À son origine, Mars possédait des conditions similaires à la Terre. C'est pour cette raison que nous envoyons des missions à sa surface : nous voulons savoir si la vie, non pas existe actuellement sur Mars, mais a existé à ses débuts. Ainsi, nous pourrions observer qu'à deux endroits aux conditions similaires (Terre, Mars), la vie a pu apparaître. Si elle s'est développée à deux reprises, elle devrait pouvoir émerger chaque fois que les conditions sont réunies.
Mais Mars a perdu son champ magnétique il y a 4 milliards d'années, rendant toute vie impossible actuellement à sa surface : sans champ magnétique, le vent solaire a progressivement soufflé l'atmosphère martienne, fait évaporer ou geler l'eau et laissé la surface exposée au flux continu de radiations solaires. Si Mars a perdu son champ magnétique, c'est à cause de sa petite taille, bien inférieure à celle de la Terre, en partie due à la migration de Jupiter. Si le Grand Tack n'avait pas eu lieu, la Terre aurait pu subir le même sort et n'aurait pas pu atteindre la taille qu'elle a aujourd'hui, voire aurait pu ne jamais exister. Elle aurait eu en tout cas eu un tout autre destin.
L’unicité de la Terre
Nous sommes aujourd'hui bien mieux équipés qu'à l'époque grecque ou à la Renaissance pour répondre à cette question. Si nous savons maintenant que la formation de systèmes stellaires comme le nôtre est courante et que des proto-Terres existent, nous attribuons de plus en plus la stabilité de notre planète, maintenue pendant les 4 milliards d'années nécessaires à l'évolution de la vie, à une série de coïncidences remarquables.
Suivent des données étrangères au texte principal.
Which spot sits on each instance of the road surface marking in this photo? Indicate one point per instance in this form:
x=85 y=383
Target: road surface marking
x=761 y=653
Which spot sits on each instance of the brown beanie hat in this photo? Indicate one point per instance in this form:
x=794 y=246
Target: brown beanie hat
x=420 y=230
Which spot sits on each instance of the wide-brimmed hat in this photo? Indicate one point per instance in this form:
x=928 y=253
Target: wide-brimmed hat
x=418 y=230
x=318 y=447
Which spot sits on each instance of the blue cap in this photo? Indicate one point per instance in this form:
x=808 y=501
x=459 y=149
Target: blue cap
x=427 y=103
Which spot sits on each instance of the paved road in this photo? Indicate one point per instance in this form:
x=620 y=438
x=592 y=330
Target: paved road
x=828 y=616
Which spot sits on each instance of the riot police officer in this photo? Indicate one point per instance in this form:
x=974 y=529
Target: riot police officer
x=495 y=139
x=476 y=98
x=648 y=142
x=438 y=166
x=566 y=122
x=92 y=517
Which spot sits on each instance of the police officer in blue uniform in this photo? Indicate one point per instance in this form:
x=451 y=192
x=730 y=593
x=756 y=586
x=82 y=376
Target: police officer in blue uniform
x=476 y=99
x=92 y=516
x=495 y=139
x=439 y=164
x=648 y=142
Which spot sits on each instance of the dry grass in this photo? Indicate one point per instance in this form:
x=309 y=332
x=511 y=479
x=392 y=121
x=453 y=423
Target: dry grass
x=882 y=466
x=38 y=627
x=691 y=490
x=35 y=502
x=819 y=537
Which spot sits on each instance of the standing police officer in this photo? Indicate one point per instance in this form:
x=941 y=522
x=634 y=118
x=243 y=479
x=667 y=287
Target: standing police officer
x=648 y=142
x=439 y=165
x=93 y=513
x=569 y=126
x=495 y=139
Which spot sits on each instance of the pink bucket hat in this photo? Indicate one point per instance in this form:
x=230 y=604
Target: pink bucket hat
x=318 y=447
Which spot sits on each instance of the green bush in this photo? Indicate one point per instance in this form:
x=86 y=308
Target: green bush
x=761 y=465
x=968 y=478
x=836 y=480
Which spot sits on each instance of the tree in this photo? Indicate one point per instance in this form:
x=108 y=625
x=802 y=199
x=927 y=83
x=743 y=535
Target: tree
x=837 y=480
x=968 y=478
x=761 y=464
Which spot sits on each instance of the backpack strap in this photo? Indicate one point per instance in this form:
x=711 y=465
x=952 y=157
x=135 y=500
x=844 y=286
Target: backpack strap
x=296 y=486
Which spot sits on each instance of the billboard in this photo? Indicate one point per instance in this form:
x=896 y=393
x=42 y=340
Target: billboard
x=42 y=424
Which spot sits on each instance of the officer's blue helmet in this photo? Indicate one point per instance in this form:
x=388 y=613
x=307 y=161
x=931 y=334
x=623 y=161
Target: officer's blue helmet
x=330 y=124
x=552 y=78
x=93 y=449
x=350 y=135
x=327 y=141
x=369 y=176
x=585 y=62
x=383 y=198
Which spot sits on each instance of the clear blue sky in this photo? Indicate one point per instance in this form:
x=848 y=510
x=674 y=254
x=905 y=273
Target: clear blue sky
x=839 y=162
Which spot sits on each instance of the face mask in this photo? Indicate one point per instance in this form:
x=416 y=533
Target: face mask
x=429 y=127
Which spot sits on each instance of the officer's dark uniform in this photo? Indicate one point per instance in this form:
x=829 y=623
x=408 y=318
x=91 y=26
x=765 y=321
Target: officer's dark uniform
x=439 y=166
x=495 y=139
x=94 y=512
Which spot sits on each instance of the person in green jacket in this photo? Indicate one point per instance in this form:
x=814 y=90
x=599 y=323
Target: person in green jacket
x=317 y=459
Nous avons parlé du Grand Tack, dû aux caractéristiques et aux orbites bien particulières de Jupiter et Saturne, mais il faut aussi considérer le rôle de la Lune. Celle-ci stabilise l'axe de rotation terrestre, permettant ainsi l'existence de saisons homogènes sur de très longues périodes. La Lune, satellite unique par sa masse relative à sa planète dans tout le système solaire, est elle-même née d'une coïncidence : l'impact entre la Terre et Théia il y a 4,5 milliards d'années.
Le passage de la vie microbienne à la vie complexe que nous connaissons aujourd'hui a nécessité le maintien d'un environnement stable et habitable pendant des milliards d'années. Combien d'autres coïncidences ont été nécessaires ? Et quelle est leur probabilité d'occurrence, rapportée au nombre d'étoiles et de planètes dans notre galaxie ?
L'idée de la pluralité des mondes a connu plusieurs phases. D'abord un refus catégorique ancré dans les croyances et la vision du monde du passé, puis une euphorie exploratoire suite à la révolution copernicienne, pour arriver aujourd'hui à une réponse beaucoup plus nuancée.
La pluralité des mondes ? Oui, bien sûr. Des mondes habitables à un instant T ? Oui, sûrement. Des mondes réunissant les conditions d'émergence de la vie ? Peut-être. Des mondes habitables et stables suffisamment longtemps pour permettre l'émergence d'une vie complexe ? La question est ouverte..
Ce dont nous sommes désormais sûrs, c'est que la Terre telle que nous la connaissons pourrait être unique dans notre Galaxie.